I got a situation that elasticsearch cause my linux kernel crash.However, what information i got from logs(linux messsage log) is Garbled. What's worse i found nothing from my elasticsearch's logs (info level).The crash will happen at least once time each day.
linux message log:
(plenty of that info ,i ask for red hed help, they just say io is too heavey. And the cloud serivices say their software is ok.)
[12655.166750] sd 14:65535:11:0: [sdi] CDB: Write(10) 2a 00 40 87 42 d8 00 01 70 00
[12655.188749] SD100EP: [ERR][epfront_scmd_printk][1096]: scsi_cmnd retrying: serial_number[4192555] retries[1], allowed[5]
[12655.188756] sd 14:65535:11:0: [sdi] CDB: Write(10) 2a 00 40 87 45 78 00 00 50 00
[12655.211419] SD100EP: [ERR][epfront_scmd_printk][1096]: scsi_cmnd retrying: serial_number[4192614] retries[1], allowed[5]
[12655.211424] sd 14:65535:11:0: [sdi] CDB: Write(10) 2a 00 40 87 47 38 00 00 78 00
[12655.224413] SD100EP: [ERR][epfront_scmd_printk][1096]: scsi_cmnd retrying: serial_number[4192637] retries[1], allowed[5]
[12655.224418] sd 14:65535:11:0: [sdi] CDB: Write(10) 2a 00 40 87 47 a8 00 02 70 00
Here is my linux env:
Linux version 3.10.0-514.el7.x86_64 (builder@kbuilder.dev.centos.org) (gcc version 4.8.5 20150623 (Red Hat 4.8.5-11)

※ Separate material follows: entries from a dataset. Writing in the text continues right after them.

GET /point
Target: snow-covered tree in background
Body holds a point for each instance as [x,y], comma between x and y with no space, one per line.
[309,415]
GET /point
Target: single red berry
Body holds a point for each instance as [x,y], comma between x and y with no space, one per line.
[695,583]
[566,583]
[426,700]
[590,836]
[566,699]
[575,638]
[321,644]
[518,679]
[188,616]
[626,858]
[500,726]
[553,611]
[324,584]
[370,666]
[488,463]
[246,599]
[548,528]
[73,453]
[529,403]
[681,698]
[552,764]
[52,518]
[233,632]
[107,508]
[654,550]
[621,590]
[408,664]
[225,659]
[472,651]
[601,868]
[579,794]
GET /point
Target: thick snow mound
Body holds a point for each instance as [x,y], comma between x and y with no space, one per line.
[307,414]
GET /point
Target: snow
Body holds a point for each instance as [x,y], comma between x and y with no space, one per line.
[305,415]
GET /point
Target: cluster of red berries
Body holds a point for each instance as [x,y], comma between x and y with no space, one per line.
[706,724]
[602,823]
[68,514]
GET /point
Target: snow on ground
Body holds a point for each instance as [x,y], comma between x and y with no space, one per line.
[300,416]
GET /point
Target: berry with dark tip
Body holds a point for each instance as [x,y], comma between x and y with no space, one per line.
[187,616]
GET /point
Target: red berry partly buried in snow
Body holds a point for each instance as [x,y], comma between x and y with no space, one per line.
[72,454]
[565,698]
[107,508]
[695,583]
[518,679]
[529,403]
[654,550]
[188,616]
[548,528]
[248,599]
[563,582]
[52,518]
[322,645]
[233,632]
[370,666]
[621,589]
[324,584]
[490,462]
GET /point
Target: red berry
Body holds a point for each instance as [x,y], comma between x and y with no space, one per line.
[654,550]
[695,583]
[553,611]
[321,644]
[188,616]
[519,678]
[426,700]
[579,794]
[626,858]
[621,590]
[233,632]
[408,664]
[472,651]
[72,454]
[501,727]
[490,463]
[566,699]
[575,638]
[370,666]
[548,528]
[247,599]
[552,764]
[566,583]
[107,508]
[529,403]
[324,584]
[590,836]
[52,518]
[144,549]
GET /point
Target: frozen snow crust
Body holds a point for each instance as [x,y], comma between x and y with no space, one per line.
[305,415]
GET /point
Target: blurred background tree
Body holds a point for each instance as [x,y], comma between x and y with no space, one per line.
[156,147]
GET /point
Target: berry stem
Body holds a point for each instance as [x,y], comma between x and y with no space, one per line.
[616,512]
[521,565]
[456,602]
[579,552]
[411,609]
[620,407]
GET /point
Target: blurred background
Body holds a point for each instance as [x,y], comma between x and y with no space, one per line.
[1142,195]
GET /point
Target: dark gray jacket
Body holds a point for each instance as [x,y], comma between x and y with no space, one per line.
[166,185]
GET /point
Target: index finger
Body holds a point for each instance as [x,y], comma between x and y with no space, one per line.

12655.400653] SD100EP: [ERR][epfront_io_send][2198]: alloc_iod failed, no memory
[12655.402837] SD100EP: [ERR][epfront_io_send][2198]: alloc_iod failed, no memory
after that ,linux kernel dead.
jvm version:
1.8.0_91-b14
30 g for each instance,each computer run four instance.
hardware:
1556core 256G ram 22t ssd 2*6t sas
logstash conf:
http.port: 9600-9700
pipeline.workers: 80
pipeline.batch.size: 1500
#pipeline.batch.delay: 100
config.reload.automatic: true
config.reload.interval: 3s
elasticsearch conf:
xpack.security.enabled: true
xpack.security.transport.ssl.enabled: true
xpack.security.transport.ssl.verification_mode: certificate
xpack.security.transport.ssl.keystore.path: certs/elastic-certificates.p12
xpack.security.transport.ssl.truststore.path: certs/elastic-certificates.p12
node.max_local_storage_nodes: 10
thread_pool.get.queue_size: 10000
thread_pool.write.queue_size: 10000
thread_pool.analyze.queue_size: 1000
thread_pool.search.queue_size: 10000
thread_pool.listener.queue_size: 10000
bootstrap.system_call_filter: false
node.attr.disk_type: ssd
node.attr.zone: data-3-90
cluster.routing.allocation.awareness.attributes: zone
cluster.routing.allocation.awareness.force.zone.values: data-2-52,data-3-90,data-3-222,data-3-19,data-2-126,data-2-89,data-2-153,data-2-211,data-2-4,data-2-146,data-3-220,data-2-38
#transport.compress: true
I check my jvm gc suck like is ok. But es takes my memory nerlly 99% of my service(es jvm+buffer). The crash will happen at least once time each day.